The next story is “Street of Our Lady of the Fields”, and is about a naive American in Paris who falls for (I believe) a prostitute. It’s a gentle story, out of place against the preceding stories, but it highlights Chambers’ skills at characterization and setting. I wasn’t expecting a story from the 19th Century to feel modern in those aspects, but parts of it felt like it could have come from a story written just this year.

The final story, “Rue Barée”, is another story about artists in Paris, and also about love. It came as no surprise to me as I was doing research to find that Chambers himself studied art in Paris before writing this collection. What did surprise me was the subtle nod to the first story in the collection.

I raced through the first few stories, and then stalled out during the last four.
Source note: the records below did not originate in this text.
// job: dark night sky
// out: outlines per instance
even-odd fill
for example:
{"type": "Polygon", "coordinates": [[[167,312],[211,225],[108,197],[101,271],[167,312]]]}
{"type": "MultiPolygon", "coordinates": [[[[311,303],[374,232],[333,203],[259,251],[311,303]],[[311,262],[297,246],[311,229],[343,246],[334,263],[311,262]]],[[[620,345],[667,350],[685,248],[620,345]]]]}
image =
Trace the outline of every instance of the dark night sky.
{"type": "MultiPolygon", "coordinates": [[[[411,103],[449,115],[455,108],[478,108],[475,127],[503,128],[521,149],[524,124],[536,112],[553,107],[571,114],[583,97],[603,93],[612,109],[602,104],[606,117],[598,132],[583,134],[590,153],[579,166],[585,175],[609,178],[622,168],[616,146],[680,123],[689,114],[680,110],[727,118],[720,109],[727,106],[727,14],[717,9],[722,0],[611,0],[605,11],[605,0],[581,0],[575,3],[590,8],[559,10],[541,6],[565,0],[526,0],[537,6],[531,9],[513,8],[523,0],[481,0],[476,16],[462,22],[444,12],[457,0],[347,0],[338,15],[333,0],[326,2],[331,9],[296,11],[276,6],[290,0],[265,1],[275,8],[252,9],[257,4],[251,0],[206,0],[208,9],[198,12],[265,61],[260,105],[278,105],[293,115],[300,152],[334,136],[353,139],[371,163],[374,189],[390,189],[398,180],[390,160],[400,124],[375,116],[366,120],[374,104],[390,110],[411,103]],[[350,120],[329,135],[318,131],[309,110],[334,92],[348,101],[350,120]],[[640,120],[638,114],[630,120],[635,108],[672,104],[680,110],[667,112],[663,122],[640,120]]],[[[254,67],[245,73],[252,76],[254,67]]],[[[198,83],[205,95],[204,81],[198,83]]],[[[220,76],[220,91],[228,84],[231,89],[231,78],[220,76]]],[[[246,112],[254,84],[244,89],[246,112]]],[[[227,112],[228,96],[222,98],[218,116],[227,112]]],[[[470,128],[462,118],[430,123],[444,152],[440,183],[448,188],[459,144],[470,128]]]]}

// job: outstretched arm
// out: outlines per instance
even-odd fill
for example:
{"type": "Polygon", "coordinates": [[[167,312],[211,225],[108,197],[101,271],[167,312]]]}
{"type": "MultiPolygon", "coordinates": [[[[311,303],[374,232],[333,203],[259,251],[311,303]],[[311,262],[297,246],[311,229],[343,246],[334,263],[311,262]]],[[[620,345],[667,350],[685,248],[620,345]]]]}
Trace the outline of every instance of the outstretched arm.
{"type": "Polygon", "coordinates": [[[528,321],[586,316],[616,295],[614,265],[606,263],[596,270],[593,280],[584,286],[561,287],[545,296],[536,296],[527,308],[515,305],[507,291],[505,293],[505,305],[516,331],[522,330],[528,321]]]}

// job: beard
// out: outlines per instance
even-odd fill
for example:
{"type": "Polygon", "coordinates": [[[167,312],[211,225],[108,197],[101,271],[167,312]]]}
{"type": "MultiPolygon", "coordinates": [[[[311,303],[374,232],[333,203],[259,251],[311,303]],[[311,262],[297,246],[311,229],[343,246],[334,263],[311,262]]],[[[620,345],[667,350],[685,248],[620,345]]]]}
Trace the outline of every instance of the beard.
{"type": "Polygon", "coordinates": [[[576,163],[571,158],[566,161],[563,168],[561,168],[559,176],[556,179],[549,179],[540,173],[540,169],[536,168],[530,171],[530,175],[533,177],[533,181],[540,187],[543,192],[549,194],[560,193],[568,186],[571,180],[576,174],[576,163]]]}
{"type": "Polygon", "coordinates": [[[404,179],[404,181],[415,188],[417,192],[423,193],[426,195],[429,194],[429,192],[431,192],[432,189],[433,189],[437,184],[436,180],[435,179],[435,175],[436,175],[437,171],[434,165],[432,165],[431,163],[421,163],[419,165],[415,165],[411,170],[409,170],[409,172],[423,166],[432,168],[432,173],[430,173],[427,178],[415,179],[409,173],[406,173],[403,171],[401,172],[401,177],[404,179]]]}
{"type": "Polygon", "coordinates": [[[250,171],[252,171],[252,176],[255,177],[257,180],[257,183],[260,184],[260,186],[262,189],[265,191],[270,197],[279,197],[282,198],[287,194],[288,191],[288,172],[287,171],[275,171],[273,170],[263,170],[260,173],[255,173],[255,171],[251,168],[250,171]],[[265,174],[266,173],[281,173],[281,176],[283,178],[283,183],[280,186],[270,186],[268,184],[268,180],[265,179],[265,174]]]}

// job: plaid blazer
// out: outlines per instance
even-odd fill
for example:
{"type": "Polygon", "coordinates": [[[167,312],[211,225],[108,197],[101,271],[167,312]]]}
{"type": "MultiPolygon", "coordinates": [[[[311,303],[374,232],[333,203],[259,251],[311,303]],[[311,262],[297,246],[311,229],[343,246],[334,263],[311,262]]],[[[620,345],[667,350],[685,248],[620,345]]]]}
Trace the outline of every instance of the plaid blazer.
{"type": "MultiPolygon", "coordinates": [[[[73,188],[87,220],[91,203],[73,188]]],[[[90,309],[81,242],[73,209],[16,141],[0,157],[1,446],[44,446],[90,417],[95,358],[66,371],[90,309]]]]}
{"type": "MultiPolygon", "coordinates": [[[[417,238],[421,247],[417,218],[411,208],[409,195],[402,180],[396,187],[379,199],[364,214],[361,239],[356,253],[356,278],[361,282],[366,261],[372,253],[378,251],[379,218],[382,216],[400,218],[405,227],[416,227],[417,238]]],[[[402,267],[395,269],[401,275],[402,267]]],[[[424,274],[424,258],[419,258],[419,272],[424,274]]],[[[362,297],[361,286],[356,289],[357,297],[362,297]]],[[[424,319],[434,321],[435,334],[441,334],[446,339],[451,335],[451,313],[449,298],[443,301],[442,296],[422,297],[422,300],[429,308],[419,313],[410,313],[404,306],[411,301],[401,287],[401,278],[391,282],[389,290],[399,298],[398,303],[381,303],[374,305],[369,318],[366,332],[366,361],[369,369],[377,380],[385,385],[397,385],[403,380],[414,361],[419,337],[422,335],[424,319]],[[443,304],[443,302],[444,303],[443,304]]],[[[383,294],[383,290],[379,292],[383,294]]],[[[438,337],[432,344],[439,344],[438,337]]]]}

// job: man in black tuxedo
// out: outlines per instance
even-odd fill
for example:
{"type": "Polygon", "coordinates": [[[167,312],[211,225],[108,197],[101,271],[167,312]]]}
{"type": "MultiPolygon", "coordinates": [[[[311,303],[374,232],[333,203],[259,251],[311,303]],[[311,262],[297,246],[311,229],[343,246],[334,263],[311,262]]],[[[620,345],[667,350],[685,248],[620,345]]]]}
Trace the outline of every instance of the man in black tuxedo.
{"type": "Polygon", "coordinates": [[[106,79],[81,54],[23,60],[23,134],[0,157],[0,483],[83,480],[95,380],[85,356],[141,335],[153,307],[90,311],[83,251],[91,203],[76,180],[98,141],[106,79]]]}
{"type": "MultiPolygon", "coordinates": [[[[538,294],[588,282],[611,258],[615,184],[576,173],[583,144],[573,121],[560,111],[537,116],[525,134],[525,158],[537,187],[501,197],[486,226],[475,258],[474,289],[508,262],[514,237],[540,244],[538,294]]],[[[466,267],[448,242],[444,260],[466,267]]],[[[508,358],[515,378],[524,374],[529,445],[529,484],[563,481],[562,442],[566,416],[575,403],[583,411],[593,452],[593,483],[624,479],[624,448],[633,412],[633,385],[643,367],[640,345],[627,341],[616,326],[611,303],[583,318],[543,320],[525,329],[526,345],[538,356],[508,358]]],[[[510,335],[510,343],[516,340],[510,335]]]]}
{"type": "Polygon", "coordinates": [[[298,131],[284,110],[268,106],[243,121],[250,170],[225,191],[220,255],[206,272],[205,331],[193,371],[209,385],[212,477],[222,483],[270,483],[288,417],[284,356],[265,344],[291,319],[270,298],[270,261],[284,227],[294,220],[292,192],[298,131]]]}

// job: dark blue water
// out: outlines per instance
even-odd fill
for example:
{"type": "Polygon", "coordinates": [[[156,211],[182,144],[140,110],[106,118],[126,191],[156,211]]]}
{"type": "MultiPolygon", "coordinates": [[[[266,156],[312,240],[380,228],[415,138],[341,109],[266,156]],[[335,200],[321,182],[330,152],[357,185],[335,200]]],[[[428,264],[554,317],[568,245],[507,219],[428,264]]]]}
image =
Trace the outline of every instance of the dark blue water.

Finally, I made myself finish the collection so I could move on to something else. Chambers definitely had the skills for telling a good story and engaging the reader, and I have an appreciation for him as a writer. I was also surprised at the wit he displayed, as evidenced here:

“… but now let me present you to two of the sights of Paris, Mr. Richard Elliot and Mr. Stanley Rowden.”

The “sights” looked amiable, and took vermouth.

Still, folks coming across this collection based on the otherworldly flavor of True Detectives would be better off skipping the last three stories. They’re good, but they’re lengthy, and have no hint of the weird that readers would be looking for.